[HCG25-04] The scales and profiles of submarine cyclic steps
Keywords:Submarine bedform, cyclic steps, supercritical flow, long-runout turbidity currents
Froude-supercritical flow over an erodible bed is unstable and can form stable rhythmic bedform with long wave called cyclic steps. Cyclic steps are a series of upstream migrating steps which have the lee sides followed by stoss sides. It has been found that cyclic steps can be formed by turbidity currents which travel relatively long distance (long-runout turbidity currents). The flow is subcritical at the stoss side of the cyclic steps and it accelerates towards lee side end to become supercritical flow. The formation of cyclic steps formed by long-runout turbidity currents is presented in this study.
In this study, we assume an equilibrium state can be achieved in the high-concentrated lower layer near the bottom of long-run out turbidity currents. The high-concentrated layer can run out long distances and has little interaction with the upper layer. Then we integrate layer-averaged momentum and continuity equations along with the layer-averaged diffusion/dispersion equation of suspended sediment and the continuity equation of sediment (Exner equation) over the high concentrated lower layer. In the integration, the entrainment from the ambient sea water into the long-runout turbidity currents is negligible, since the Reynolds stress almost zero at the interface between the lower layer and the upper layer of long-runout turbidity currents.
The flow makes the transition from supercritical to subcritical regions through a hydraulic jump. The boundary conditions in this study are that the momentum is conserved before and after each hydraulic jump. Furthermore, the suspended sediment concentration is supposed to be continuous at the upstream and downstream sides of the hydraulic jump. The wavelength and wave height of cyclic steps are determined by the thickness of the high-concentration layer near the bottom. The thickness of this layer can be calculated by the fall velocity relative to the friction velocity, the slope of the ocean floor and the particle Reynolds number, and therefore it is reasonable to use the variables in the normal equilibrium state for the normalization.
We solve the two-point boundary value problem composed of the governing equations by the shooting method with the Newton-Raphson scheme. The calculation is started from the vicinity of the Richardson critical point to avoid singularities and it progresses towards upstream and downstream directions.

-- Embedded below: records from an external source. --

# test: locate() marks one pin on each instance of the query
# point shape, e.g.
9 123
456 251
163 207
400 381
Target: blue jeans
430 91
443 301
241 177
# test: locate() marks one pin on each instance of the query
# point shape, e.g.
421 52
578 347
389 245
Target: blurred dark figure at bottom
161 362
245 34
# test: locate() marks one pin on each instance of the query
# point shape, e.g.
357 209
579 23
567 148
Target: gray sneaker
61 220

Through calculation, we can generate the variations of suspended sediment concentration, layer-averaged velocity and wave height over one step wavelength. The profiles of cyclic steps depend on the Richardson number, the drag coefficient and the slope of the ocean floor. We could gain cyclic steps with various shapes depending on the parameters. The features of the obtained steps in the analysis bear an acceptable agreement with the field observations.
In this study, we assume an equilibrium state can be achieved in the high-concentrated lower layer near the bottom of long-run out turbidity currents. The high-concentrated layer can run out long distances and has little interaction with the upper layer. Then we integrate layer-averaged momentum and continuity equations along with the layer-averaged diffusion/dispersion equation of suspended sediment and the continuity equation of sediment (Exner equation) over the high concentrated lower layer. In the integration, the entrainment from the ambient sea water into the long-runout turbidity currents is negligible, since the Reynolds stress almost zero at the interface between the lower layer and the upper layer of long-runout turbidity currents.

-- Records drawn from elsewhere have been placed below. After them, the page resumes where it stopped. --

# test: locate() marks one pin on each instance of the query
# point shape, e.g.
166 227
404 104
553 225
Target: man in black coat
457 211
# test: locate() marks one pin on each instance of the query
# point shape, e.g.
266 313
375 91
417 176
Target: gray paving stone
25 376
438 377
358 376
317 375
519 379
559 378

The flow makes the transition from supercritical to subcritical regions through a hydraulic jump. The boundary conditions in this study are that the momentum is conserved before and after each hydraulic jump. Furthermore, the suspended sediment concentration is supposed to be continuous at the upstream and downstream sides of the hydraulic jump. The wavelength and wave height of cyclic steps are determined by the thickness of the high-concentration layer near the bottom. The thickness of this layer can be calculated by the fall velocity relative to the friction velocity, the slope of the ocean floor and the particle Reynolds number, and therefore it is reasonable to use the variables in the normal equilibrium state for the normalization.

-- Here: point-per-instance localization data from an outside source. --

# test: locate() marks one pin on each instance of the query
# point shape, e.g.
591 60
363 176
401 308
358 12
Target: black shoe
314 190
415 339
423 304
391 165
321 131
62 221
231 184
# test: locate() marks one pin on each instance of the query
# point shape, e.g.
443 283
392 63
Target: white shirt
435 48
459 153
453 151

We solve the two-point boundary value problem composed of the governing equations by the shooting method with the Newton-Raphson scheme. The calculation is started from the vicinity of the Richardson critical point to avoid singularities and it progresses towards upstream and downstream directions. Through calculation, we can generate the variations of suspended sediment concentration, layer-averaged velocity and wave height over one step wavelength. The profiles of cyclic steps depend on the Richardson number, the drag coefficient and the slope of the ocean floor. We could gain cyclic steps with various shapes depending on the parameters. The features of the obtained steps in the analysis bear an acceptable agreement with the field observations.